Products needed for Step 1D
Indoor Tick Treatment
If you have spotted even one tick in your home, we highly recommend you treat for ticks. Depending on the severity of the infestation, it can take weeks or even months to fully eliminate ticks from the home. By using a mixture of insecticides, you can prevent re-infestation.
There are a variety of indoor tick products to choose from. Liquid insecticides, like Tempo SC Ultra, are often mixed with water in a sprayer and applied around door and window frames, along baseboards, and in hard to reach areas around the home. Aerosol insecticides, like Precor 2625 Premise Spray, are pre-packaged in an aerosol can and sprayed lightly across carpets, furniture, drapes, and pet bedding. Tick dusts, like CimeXa Insecticide Dust, are applied around door and window frames, in cracks and crevices, along baseboards, and in hard to reach areas such as under the sink, after an insecticide has been used to prevent re-infestation.
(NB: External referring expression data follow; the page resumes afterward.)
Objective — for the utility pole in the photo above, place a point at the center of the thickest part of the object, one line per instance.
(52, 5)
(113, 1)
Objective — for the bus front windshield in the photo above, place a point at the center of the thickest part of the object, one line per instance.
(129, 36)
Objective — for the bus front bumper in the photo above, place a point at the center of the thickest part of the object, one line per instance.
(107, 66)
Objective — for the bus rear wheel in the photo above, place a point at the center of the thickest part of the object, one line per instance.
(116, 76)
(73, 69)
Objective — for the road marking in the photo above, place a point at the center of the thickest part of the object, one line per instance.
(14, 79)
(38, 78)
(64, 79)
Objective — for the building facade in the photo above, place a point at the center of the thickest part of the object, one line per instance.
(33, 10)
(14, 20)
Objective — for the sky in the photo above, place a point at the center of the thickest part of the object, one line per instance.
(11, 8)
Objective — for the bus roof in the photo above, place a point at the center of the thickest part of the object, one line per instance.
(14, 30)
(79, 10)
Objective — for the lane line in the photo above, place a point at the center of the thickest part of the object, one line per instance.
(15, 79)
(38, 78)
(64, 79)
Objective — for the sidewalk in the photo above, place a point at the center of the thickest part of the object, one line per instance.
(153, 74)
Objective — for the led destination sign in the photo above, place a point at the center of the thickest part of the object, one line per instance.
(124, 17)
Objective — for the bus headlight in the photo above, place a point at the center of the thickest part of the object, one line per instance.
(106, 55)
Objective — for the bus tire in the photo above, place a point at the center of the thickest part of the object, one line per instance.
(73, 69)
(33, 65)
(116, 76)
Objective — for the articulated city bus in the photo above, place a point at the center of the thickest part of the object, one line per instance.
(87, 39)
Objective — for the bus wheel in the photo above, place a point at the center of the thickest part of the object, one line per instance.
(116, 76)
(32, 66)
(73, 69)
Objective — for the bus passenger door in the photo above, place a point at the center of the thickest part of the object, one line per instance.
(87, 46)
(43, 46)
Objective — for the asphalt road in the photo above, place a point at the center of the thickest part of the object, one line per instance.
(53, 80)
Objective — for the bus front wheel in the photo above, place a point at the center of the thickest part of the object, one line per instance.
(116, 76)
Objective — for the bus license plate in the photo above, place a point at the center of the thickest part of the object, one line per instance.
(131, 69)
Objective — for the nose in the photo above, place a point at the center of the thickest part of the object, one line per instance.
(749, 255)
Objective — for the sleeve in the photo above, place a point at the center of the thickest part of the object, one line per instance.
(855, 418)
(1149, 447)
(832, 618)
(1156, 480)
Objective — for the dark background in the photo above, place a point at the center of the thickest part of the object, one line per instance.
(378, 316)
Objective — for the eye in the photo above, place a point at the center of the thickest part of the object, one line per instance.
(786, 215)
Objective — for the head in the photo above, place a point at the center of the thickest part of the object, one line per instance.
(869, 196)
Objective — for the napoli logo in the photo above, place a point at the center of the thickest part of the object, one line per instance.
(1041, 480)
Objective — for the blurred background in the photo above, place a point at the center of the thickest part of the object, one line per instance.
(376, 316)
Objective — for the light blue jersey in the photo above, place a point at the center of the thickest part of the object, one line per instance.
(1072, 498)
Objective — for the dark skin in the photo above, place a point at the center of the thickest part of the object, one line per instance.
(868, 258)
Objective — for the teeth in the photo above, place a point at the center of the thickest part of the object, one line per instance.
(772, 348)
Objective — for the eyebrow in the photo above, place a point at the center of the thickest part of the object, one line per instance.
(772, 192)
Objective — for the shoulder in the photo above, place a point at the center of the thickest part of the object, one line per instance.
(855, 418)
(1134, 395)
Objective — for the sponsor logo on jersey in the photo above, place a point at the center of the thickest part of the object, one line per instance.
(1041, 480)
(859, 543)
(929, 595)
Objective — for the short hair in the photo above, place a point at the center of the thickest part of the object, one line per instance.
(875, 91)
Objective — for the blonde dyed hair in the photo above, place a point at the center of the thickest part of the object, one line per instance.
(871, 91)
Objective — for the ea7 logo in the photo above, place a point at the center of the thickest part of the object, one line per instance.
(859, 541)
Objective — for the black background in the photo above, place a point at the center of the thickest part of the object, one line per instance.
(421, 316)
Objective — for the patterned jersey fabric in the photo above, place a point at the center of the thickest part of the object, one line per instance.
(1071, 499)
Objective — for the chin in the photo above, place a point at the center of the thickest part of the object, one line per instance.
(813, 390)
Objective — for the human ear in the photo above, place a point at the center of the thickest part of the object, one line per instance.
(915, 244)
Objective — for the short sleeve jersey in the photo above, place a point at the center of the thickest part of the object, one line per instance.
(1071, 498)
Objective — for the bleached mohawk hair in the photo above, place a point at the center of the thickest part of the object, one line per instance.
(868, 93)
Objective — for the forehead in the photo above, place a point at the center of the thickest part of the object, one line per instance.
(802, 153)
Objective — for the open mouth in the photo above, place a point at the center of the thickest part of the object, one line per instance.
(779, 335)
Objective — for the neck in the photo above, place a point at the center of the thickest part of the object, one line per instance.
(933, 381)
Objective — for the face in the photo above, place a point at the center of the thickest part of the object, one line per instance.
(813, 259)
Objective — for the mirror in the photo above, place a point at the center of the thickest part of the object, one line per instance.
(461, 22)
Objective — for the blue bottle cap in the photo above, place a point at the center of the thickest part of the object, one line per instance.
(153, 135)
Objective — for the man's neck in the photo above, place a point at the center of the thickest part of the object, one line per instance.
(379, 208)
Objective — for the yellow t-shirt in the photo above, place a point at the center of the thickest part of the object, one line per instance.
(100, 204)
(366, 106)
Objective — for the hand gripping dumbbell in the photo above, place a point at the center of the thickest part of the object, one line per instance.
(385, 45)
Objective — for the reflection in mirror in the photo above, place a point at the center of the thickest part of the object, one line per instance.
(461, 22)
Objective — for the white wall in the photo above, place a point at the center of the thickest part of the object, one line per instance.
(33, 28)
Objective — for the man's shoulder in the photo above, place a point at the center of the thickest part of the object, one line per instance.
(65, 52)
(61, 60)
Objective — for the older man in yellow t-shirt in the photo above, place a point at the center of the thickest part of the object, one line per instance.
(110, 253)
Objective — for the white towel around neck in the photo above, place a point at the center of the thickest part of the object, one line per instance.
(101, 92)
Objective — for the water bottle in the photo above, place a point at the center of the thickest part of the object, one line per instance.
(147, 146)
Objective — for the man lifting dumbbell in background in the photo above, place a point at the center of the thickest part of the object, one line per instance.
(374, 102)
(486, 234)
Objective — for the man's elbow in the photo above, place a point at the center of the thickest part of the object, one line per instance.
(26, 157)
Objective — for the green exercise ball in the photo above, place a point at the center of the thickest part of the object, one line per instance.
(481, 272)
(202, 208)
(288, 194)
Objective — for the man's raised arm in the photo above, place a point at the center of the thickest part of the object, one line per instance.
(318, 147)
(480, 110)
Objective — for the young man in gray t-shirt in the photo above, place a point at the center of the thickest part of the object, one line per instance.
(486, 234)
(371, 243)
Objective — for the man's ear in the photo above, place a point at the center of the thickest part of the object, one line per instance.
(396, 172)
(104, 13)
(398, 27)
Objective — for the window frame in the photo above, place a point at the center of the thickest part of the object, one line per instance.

All tick treatment products are to be used on the cracks, crevices, and voids of your home and should not be broadcast sprayed along your floors or walls.
We highly recommend the addition of an Insect Growth Regulator, or IGR, to your indoor tick treatment plan. IGRs act as birth control for ticks, preventing immature ticks from reaching sexual maturity and repopulating. Some insecticides have an IGR built-in while others require the addition of an IGR when mixed with water in a sprayer. Read the label of your product to determine if an insecticide includes an IGR, or give our customer service team a call at 1-866-581-7378 to learn more.
Use at least 1 insecticide and 1 IGR, if not all of the product types mentioned above, to control ticks indoors. Or, purchase an indoor flea and tick kit to receive the products you need in one discounted package.
Remember, ticks are biologically programmed to climb upward to look for their next host. Keep this in mind when treating your home. Be sure to check the backs and arms of furniture when treating for ticks.
Re-treat as often as the product labels indicate until there are no more signs of ticks in the home. It may take several treatments to eliminate ticks from the home so have patience and be diligent.